Tout d’abord il y a sa faculté à se couper du monde pour se recueillir dans son esprit. Il s’est bâti ce qu’il appelle un palais mental, où il retrouve des souvenirs qui ont bouleversé sa vie et, qui sont (évidemment) en lien avec les événements de l’aventure et les personnages rencontrés. Ces phases là, font évoluer le joueur dans une sorte de monde vide, où les tourments de Sam apparaissent d’un coup et où il faut entrer en interaction avec eux. Ensuite, lorsque Sam enquête, il regroupe des preuves en fouillant un peu partout et conclut sa phase d’investigation par la simulation de ce qui a pu se passer.

Si les visites du palais mental de Sam sont plutôt intéressantes, les phases d’enquête sont souvent « éprouvantes » à cause d’une caméra paresseuse qui ne veut pas se mettre en face du bon objet ou d’une suggestion d’interaction qui peine à apparaître. De plus, la lourdeur de Sam dans ses déplacements ralentit la narration, ce qui va à l’encontre de la proposition de Dontnod. On traverse différents lieux, il y a une sorte de menace invisible qui plane sur la ville et Sam lui prend son temps pour chaque pas. Tant qu’on est à parler technique, la synchro labiale (en français) est parfois « délicate”, le doublage VF essaie de faire au mieux sans vraiment convaincre. Aussi, bien que l’ambiance soit assez pesante de par son histoire et la gravité des événements, Twin Mirror est très froid dans sa direction artistique. Tout est très gris, très pâle. C’est sûrement voulu par le studio mais à l’écran, le rendu est très étrange. Il en est de même pour les personnages qui manquent pas mal de “vie” et reste bien à leur place de PNJ. Lorsque Sam se rend dans la rue principale de Basswood, chaque personnage a sa tâche, il n’y a aucun mouvement. On se promène dans des niveaux assez « morts »

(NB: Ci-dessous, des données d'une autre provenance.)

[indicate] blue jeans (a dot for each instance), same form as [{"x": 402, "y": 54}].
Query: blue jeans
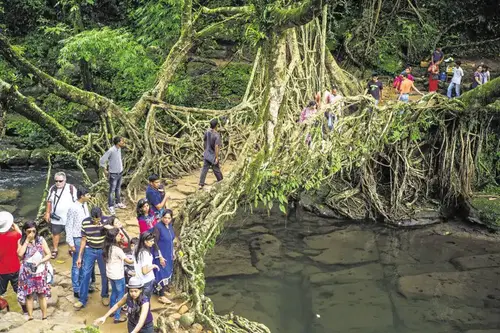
[
  {"x": 115, "y": 182},
  {"x": 117, "y": 292},
  {"x": 450, "y": 89},
  {"x": 77, "y": 273},
  {"x": 90, "y": 256}
]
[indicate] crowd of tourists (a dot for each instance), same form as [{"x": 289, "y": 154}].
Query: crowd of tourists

Twin Mirror est un jeu qui se traverse avec Sam mais pas que. Avec lui, il y a un personnage qui l’accompagne et que lui seul peut voir, il reflète en quelque sorte tout ce que Sam a enfoui au plus profond de lui. Il y a chez ce personnage, plus de sagesse, plus de sympathie, plus de discernement et il va tenter régulièrement d’influencer les choix du héros, en se mettant en opposition avec un personnage secondaire ou alors juste en proposant d’abréger la discussion que tient Sam. Sur l’ensemble de l’aventure, le joueur est confronté à des choix de dialogues qui au final ne vont que trop peu, voir pas du tout influencer l’histoire même si, la fin dépend clairement du joueur.

Twin Mirror est un jeu intéressant car il vient apporter un peu de nouveauté dans le genre de l’aventure narrative et les réflexions introspectives de Sam en sont les meilleurs exemples. On peut regretter que les développeurs n’aient pas poussé un peu plus loin leurs choix liés au scénario ou au gameplay. Il y avait sans aucun doute de quoi rendre Twin Mirror beaucoup plus percutant.  Globalement, on suit un thriller qui se veut dynamique mais qui pêche par des boucles de gameplay soit brillantes soit tout simplement frustrante à cause d’une technique qui agace un peu trop souvent. Dontnod fait ce qu’il sait faire de mieux, nous raconter une histoire, écrire des personnages plutôt solides, adultes, traiter de sujets importants comme la santé mentale influencée par divers événements de la vie. Peut être qu’il faut voir Twin Mirror comme une bonne synthèse des compétences de Dontnod et attendre avec impatience le prochain projet.